Escuchémoslo en un fragmento de ese texto: “Vivían de esta escasez mis abuelos maternos, de la pequeña cría de cerdos que después del desmame eran vendidos a los vecinos de la aldea. Azinhaga era su nombre, en la provincia del Ribatejo. Se llamaban Jerónimo Melrinho y Josefa Caixinha esos abuelos, y eran analfabetos uno y otro. En el invierno, cuando el frío de la noche apretaba hasta el punto de que el agua de los cántaros se helaba dentro de la casa, recogían de las pocilgas a los lechones más débiles y se los llevaban a su cama. Debajo de las mantas ásperas, el calor de los humanos libraba a los animalillos de una muerte cierta”.
Saramago nos enfatizó la historia.
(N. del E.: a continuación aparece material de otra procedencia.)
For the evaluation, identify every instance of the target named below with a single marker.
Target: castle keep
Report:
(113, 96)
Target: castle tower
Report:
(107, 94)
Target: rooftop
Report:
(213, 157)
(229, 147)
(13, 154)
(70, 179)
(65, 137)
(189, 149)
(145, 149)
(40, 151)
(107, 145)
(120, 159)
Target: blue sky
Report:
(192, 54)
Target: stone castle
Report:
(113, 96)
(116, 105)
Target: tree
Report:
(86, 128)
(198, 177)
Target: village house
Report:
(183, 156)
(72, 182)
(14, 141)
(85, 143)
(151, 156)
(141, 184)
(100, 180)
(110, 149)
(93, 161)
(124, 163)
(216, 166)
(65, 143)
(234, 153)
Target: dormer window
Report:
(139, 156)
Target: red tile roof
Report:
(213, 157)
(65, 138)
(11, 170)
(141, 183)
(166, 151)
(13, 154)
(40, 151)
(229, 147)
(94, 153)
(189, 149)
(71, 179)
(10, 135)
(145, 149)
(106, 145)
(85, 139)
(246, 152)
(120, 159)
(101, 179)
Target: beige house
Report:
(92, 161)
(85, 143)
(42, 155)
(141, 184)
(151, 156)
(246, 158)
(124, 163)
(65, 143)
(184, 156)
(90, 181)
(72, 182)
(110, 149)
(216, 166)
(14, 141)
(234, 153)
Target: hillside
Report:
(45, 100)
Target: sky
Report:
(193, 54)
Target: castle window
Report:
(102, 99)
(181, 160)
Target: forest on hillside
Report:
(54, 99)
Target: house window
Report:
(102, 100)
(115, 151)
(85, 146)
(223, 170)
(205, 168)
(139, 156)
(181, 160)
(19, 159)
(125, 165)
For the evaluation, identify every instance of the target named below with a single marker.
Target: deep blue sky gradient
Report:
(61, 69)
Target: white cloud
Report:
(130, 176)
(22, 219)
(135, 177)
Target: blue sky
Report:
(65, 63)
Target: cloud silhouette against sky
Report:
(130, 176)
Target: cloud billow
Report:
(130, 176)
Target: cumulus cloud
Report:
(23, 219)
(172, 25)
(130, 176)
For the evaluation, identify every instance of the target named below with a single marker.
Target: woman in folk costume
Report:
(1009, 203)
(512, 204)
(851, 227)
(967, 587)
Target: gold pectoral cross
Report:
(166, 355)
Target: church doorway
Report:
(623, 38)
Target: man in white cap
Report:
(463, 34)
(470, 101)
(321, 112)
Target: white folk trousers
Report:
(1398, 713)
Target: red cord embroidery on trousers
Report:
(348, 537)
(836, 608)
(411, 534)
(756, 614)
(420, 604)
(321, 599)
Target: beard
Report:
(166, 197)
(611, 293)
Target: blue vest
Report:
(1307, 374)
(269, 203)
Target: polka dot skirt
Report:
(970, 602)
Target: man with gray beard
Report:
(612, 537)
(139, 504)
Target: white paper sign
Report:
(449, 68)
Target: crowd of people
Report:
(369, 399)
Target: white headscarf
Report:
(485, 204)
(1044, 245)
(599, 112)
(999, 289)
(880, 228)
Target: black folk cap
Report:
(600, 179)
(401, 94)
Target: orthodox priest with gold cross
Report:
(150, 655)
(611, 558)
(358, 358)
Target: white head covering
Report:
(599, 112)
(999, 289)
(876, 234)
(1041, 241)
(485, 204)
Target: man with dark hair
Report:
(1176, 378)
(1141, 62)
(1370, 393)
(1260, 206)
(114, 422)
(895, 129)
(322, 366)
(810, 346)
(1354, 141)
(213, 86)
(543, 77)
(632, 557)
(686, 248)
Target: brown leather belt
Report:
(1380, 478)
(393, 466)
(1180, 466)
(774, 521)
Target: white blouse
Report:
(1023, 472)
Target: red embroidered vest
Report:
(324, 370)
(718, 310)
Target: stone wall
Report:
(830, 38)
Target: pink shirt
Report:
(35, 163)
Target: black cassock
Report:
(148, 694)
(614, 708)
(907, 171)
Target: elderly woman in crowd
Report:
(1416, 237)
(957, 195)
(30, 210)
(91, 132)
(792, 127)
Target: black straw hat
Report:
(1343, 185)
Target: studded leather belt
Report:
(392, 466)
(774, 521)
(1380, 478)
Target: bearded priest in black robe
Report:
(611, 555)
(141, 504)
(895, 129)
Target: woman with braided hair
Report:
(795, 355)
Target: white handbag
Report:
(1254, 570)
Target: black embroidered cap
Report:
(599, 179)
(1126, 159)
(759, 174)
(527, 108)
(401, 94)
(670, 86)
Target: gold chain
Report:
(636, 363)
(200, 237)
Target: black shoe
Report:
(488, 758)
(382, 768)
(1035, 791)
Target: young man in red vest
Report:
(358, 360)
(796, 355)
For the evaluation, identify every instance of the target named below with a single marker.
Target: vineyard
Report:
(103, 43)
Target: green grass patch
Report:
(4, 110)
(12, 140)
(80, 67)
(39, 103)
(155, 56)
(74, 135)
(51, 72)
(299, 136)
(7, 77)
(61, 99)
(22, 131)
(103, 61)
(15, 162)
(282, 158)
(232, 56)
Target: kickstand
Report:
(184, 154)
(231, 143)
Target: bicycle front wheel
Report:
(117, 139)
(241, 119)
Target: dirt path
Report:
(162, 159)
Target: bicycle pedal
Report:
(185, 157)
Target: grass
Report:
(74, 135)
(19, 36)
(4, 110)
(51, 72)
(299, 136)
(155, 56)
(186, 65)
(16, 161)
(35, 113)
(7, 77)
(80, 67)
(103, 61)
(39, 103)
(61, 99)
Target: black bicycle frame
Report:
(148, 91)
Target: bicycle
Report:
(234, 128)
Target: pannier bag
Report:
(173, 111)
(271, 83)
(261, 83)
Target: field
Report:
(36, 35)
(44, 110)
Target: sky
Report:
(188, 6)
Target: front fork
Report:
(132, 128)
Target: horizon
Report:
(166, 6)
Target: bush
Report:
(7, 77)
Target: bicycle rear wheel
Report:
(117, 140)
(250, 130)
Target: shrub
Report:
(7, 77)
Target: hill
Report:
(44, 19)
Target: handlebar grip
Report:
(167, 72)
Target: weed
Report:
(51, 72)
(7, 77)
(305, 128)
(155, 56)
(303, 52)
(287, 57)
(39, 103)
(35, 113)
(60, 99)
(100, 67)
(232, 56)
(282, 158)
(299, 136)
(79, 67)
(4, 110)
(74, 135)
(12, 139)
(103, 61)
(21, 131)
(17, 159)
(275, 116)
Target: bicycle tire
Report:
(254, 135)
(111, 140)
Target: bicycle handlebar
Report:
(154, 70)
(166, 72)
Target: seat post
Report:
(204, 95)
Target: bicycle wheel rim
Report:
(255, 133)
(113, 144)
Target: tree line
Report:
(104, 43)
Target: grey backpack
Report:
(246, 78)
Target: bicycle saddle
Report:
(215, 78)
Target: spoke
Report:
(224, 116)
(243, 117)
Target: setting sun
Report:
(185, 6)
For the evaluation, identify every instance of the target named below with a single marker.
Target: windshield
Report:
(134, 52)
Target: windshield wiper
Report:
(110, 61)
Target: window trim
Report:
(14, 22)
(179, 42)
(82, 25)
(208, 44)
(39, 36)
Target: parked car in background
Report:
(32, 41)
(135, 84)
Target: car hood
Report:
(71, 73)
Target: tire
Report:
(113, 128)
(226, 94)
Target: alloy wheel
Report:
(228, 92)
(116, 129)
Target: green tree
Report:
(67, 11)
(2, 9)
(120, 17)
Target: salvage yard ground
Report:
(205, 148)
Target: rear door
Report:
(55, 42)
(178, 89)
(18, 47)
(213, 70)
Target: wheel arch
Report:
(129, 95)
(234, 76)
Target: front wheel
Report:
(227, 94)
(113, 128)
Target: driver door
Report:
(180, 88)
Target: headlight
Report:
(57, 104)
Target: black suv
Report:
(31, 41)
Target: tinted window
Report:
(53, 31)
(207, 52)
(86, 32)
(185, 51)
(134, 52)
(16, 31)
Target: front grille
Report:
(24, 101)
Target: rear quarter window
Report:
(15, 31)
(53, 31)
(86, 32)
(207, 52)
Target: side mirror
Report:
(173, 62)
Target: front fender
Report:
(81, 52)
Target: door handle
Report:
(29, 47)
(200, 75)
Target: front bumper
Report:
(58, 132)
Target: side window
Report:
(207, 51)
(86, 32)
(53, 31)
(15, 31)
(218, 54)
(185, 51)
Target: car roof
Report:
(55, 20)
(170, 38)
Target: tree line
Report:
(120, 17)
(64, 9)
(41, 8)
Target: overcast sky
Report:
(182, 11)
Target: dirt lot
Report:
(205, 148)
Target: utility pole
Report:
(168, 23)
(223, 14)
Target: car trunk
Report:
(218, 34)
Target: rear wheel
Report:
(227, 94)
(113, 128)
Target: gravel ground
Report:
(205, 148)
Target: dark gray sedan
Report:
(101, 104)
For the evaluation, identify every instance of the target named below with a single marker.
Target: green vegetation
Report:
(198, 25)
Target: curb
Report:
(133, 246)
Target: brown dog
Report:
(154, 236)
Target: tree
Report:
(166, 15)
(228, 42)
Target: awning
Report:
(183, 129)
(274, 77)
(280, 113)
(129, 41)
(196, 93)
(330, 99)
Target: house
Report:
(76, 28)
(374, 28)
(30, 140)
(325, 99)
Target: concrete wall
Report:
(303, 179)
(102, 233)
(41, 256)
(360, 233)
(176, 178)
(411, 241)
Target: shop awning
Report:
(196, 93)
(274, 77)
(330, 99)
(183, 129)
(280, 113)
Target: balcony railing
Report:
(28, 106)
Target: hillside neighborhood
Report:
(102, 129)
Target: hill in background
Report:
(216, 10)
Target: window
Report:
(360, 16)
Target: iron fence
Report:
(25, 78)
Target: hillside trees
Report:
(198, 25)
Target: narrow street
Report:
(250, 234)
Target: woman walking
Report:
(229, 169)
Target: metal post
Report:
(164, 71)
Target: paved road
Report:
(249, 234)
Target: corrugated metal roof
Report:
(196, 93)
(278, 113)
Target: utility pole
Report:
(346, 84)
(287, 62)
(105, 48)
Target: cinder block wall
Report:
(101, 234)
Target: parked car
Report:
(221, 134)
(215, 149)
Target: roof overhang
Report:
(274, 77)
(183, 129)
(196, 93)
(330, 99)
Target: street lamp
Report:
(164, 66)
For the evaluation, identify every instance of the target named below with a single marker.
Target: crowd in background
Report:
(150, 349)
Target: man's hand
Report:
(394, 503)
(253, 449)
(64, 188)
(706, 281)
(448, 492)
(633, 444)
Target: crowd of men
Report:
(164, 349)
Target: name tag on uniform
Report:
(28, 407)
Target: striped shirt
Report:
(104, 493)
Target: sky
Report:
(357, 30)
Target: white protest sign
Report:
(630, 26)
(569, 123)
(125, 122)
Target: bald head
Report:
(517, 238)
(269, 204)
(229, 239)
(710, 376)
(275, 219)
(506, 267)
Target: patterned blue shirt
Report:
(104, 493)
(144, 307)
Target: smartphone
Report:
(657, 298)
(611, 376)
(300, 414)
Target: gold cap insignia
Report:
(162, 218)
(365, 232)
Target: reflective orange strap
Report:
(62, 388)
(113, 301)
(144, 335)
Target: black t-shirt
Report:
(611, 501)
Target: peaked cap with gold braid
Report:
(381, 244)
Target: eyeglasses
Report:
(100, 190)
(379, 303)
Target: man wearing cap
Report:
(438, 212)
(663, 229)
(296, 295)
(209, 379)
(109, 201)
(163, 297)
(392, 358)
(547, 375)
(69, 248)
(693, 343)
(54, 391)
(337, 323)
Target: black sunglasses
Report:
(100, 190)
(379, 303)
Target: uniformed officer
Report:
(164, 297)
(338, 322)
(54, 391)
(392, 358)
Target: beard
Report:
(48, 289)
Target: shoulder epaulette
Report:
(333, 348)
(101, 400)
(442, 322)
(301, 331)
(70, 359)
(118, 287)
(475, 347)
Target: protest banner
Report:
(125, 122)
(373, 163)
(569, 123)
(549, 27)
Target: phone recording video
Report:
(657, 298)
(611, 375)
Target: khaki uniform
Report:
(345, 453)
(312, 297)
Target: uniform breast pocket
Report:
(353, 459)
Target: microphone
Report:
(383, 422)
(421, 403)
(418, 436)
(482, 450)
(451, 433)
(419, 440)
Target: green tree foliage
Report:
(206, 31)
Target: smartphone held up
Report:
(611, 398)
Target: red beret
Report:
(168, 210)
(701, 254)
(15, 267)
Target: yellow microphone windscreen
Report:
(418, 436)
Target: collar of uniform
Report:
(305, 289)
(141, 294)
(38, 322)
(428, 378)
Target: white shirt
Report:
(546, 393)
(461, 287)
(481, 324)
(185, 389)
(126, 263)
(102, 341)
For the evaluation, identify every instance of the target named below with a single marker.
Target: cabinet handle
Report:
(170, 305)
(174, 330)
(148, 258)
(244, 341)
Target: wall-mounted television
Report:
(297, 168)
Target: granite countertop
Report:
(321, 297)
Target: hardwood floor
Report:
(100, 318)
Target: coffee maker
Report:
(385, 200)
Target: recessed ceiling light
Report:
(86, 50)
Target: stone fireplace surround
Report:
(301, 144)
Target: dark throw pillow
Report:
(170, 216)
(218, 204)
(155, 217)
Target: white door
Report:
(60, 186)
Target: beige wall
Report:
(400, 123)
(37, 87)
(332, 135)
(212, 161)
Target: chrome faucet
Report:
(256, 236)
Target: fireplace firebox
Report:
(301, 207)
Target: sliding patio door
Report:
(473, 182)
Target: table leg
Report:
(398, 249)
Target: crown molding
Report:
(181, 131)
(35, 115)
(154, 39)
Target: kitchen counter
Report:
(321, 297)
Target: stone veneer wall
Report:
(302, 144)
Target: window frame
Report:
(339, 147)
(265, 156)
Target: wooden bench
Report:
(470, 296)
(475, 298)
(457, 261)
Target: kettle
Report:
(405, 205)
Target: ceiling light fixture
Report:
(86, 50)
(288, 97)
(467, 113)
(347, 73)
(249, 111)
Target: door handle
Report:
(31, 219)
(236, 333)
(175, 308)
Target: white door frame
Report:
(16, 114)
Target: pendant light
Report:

Dijo que si los cerdos morían, ellos también morían. Elemental, vivían literalmente de su venta. También agregó que el vocabulario de su abuelo era limitado a su entorno agrario, y no pasaba de algunas decenas de palabras. Pero que con esas pocas palabras, le había mostrado el mundo. Nos sentenció, que en la actualidad, tenemos muchas palabras y formas de transmitirlas, pero que ya no nos comunicamos.
Alta verdad, desafío en la edificación de un mundo más fraterno para nosotros, los desterrados hijos de Eva, los ángeles caídos, los obstinados seguidores de Sísifo.